Até 40% da biodiversidade de algumas nações latino-americanas pode ser perdida até 2100, caso as conversas em Copenhague não resultem em um acordo para a redução de emissões. A conclusão é de um organismo das Nações Unidas e consta de um relatório divulgado ontem.

Agência Estado |

O documento da Comissão Econômica para a América Latina e o Caribe (Cepal), sediada no Chile, advertiu que a região, uma das que menos emitem gases causadores do efeito estufa, pode enfrentar um dos piores custos por causa das mudanças climáticas.

"Com um aumento da temperatura global de mais de 3ºC, alguns países ou regiões podem perder até 30% ou 40% de sua biodiversidade", afirma o relatório. Com esses índices, haveria forte queda nas chuvas na Amazônia, "causando uma deterioração substancial nas florestas, que são abrigo para algumas das maiores concentrações de biodiversidade".

O aumento nos níveis do mar causaria um grande movimento de populações e a perda de terra, enquanto os mangues na costa de países como Brasil, Equador e Guiana podem ser cobertos com água. As áreas costeiras do rio da Plata, na Argentina e no Uruguai, também seriam bastante ameaçadas. "Se não houver um acordo internacional para mitigar os efeitos da mudança climática, o custo para a América Latina e o Caribe pode ser até 2100 equivalente a 137% do atual Produto Interno Bruto (PIB) da região", adverte o relatório.

Até o fim do século, o custo dos desastres climáticos pode chegar a US$ 250 bilhões por ano.

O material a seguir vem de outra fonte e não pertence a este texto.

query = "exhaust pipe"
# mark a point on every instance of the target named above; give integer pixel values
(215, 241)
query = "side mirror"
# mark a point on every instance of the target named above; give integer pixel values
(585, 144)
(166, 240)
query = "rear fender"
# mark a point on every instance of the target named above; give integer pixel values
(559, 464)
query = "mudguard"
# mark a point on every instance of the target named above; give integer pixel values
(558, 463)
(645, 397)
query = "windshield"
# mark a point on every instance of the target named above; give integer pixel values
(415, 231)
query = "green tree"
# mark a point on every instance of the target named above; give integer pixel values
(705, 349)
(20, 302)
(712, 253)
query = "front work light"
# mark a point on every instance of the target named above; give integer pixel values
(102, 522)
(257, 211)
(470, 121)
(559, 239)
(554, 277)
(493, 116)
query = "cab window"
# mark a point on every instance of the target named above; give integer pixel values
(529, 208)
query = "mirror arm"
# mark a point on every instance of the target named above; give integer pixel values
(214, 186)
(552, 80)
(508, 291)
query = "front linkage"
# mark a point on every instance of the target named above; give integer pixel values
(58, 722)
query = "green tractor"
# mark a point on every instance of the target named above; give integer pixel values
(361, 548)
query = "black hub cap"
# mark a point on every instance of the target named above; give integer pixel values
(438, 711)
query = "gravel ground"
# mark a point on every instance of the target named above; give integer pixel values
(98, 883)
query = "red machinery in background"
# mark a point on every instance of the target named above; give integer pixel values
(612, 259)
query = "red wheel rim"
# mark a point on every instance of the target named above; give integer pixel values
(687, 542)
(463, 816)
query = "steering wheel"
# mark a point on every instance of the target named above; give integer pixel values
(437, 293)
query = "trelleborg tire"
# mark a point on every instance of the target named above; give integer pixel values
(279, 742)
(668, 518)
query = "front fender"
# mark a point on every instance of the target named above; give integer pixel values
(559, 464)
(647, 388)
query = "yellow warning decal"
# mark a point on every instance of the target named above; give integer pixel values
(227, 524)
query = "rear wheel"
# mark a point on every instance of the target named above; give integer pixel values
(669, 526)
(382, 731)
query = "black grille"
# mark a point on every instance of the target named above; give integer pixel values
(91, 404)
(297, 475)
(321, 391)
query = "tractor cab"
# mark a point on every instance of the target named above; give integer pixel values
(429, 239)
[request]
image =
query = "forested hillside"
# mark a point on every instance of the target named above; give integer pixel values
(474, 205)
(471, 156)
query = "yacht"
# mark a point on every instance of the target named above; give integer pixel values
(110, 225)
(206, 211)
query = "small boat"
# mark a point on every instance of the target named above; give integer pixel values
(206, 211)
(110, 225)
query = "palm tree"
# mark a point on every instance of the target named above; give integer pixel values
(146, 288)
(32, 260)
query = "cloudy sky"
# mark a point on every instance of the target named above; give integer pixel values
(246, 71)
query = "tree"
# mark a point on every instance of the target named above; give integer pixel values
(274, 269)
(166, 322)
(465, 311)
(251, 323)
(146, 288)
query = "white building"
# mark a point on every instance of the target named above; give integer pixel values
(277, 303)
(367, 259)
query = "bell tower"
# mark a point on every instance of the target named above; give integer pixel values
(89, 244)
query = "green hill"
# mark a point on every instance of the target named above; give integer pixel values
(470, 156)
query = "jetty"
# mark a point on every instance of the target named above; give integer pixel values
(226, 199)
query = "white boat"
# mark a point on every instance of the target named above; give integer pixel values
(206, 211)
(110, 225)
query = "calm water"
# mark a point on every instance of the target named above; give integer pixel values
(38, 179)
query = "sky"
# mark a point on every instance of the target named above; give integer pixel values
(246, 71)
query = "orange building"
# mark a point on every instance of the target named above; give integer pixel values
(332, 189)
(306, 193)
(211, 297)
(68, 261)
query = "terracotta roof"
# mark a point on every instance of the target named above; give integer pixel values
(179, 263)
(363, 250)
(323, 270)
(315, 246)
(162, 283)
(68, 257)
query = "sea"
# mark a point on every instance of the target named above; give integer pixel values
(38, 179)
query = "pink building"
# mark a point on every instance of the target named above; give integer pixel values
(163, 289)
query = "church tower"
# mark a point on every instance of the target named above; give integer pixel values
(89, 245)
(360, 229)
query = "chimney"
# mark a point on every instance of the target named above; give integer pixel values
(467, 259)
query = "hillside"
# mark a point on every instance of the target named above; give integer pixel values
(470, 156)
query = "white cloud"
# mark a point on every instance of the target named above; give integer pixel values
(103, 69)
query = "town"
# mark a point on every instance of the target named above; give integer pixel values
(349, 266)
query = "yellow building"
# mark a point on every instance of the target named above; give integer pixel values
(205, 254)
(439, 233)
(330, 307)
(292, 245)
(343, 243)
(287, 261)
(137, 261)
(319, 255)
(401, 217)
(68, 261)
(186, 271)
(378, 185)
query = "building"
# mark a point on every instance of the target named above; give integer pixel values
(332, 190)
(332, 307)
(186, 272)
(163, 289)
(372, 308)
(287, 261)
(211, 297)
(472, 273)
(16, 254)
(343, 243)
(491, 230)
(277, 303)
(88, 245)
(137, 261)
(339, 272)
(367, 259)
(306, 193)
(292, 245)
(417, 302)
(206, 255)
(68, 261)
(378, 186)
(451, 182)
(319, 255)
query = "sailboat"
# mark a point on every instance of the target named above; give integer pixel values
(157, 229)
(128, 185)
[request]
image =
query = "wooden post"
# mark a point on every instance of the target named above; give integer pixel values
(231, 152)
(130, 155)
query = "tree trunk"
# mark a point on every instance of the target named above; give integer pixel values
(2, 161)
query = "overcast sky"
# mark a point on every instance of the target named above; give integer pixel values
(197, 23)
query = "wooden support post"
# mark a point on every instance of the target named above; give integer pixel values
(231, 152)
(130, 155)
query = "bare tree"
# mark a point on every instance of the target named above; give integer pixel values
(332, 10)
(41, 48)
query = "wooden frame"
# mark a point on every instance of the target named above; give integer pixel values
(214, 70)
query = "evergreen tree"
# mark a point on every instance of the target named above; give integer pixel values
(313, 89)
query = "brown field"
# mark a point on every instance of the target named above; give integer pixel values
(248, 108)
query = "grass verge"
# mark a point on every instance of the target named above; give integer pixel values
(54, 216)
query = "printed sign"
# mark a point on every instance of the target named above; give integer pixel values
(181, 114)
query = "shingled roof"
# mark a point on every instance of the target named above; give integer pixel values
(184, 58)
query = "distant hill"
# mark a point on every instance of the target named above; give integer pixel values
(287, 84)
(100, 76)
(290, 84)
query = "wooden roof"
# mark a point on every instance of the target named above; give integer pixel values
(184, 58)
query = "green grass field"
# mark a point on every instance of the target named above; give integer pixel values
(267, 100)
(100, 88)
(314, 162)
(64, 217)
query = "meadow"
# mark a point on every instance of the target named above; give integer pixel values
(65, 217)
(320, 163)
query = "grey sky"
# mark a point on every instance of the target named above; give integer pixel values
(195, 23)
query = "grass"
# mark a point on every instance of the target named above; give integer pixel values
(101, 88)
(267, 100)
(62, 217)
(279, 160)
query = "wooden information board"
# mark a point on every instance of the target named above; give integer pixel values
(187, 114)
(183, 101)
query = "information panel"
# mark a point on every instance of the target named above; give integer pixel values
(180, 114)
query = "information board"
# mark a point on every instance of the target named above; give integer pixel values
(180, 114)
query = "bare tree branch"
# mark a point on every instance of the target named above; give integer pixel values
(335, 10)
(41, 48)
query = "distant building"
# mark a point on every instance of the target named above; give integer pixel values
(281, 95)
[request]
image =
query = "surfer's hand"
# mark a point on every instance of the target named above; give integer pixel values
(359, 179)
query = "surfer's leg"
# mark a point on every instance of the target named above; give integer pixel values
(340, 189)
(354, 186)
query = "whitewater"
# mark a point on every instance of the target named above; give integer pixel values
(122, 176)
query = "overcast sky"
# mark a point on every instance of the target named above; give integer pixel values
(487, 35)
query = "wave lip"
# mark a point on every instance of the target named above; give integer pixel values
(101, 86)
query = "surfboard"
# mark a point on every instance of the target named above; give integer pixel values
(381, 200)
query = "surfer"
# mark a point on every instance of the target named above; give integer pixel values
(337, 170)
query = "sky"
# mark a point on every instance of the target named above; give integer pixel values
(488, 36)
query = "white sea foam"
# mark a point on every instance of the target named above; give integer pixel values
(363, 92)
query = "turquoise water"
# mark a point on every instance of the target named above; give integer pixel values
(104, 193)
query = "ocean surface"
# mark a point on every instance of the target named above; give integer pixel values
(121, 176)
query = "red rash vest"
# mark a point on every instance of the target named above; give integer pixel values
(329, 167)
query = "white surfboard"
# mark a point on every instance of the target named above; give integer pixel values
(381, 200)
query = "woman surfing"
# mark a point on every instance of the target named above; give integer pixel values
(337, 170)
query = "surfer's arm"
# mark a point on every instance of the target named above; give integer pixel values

Atualmente, a média anual desse custo é de US$ 8,6 bilhões. Bolívia, Chile, Equador, Paraguai e Peru podem estar entre os mais afetados, perdendo até 60% de suas terras agricultáveis. Além disso, os suprimentos de água poderiam diminuir, notou a Cepal no relatório apresentado também na conferência sobre o clima na capital dinamarquesa.

O documento ressalta que os efeitos da mudança climática variam de país para país e permanecem imprevisíveis para este século. Alguns países, como Argentina, Chile ou mesmo o Uruguai podem inicialmente ter um aumento em sua produção agrícola, graças aos aumentos na temperatura, se elas subirem entre 1,5ºC e 2ºC até 2050. Mas qualquer número acima de 2ºC seria prejudicial no longo prazo.

"Ainda que a América Latina e o Caribe sejam a segunda região no mundo com a menor emissão de gases causadores do efeito estufa, à frente da África, ela está sofrendo os efeitos do aquecimento global mais que nenhuma outra", afirma o estudo. "Isso demanda com urgência apoio tecnológico e financeiro dos países desenvolvidos para os esforços da região de adaptação e mitigação." As informações são da Dow Jones.